The anthropologist went over to them and asked why they had all run together when any one of them could have had the candy all to themselves.
The children responded: “Ubuntu. How could any one of us be happy if all the others were sad?”
How can any one of us be happy if all the others are sad? How many of our children are growing up with such an understanding of the world? How many of us operate in our everyday lives according to this principle? Because, make no mistake folks, this philosophy, Ubuntu, is the exact same philosophy demonstrated by Jesus and the disciples in our story today.
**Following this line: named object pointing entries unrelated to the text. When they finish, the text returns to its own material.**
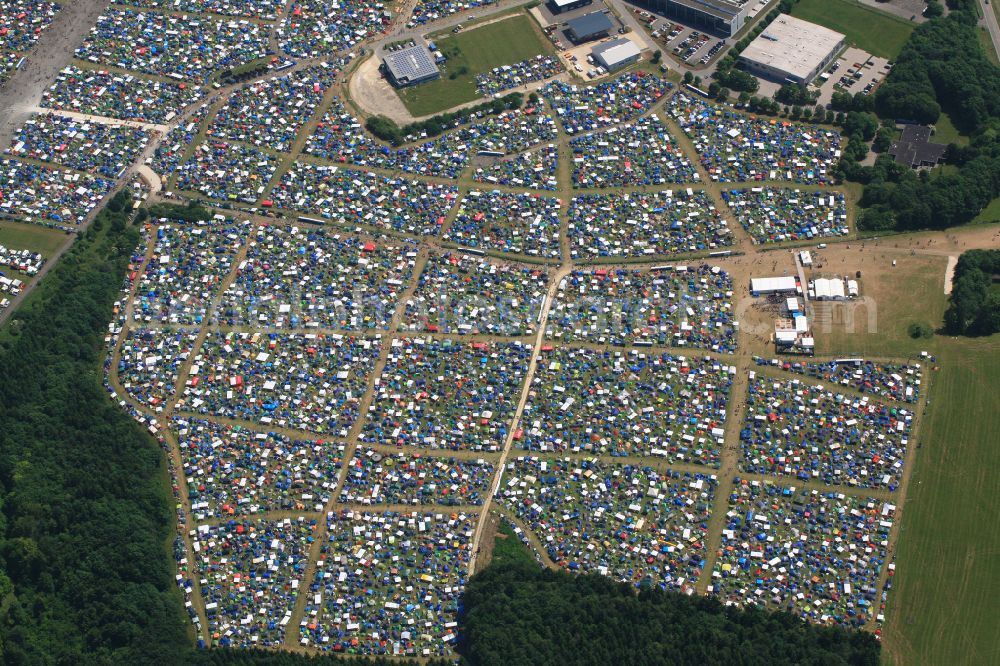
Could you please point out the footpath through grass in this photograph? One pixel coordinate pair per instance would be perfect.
(472, 52)
(945, 601)
(876, 32)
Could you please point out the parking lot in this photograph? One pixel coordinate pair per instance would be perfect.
(853, 72)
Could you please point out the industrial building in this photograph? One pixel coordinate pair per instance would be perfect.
(616, 54)
(589, 27)
(410, 66)
(560, 6)
(717, 16)
(791, 50)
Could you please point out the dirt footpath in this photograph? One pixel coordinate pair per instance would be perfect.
(54, 50)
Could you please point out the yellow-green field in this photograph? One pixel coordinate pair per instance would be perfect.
(946, 592)
(878, 33)
(945, 602)
(32, 237)
(471, 52)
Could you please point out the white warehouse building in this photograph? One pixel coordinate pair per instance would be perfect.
(791, 50)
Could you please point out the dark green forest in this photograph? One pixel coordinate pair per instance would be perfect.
(974, 306)
(942, 68)
(85, 577)
(518, 613)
This is no first-come, first-served religion we follow, my friends. Jesus doesn’t say “Only give those who can afford it something to eat.” Jesus doesn’t say “Only give to those who look, think, smell, and act like us.” Jesus doesn’t even say “Give only the ones who are most hungry something to eat; the others have just eaten and can make it until tomorrow.” No, Jesus says, “You give THEM something to eat,” as in, “ALL of them.” Because if we are truly followers of Jesus, we are not followers of a religion that justifies and builds up the individual. If we are truly followers of Jesus, then we are deeply invested in a way of living that seeks to bring all of God’s creation into community with one another, and into harmony with God. In this, all come; and all are served. Amen.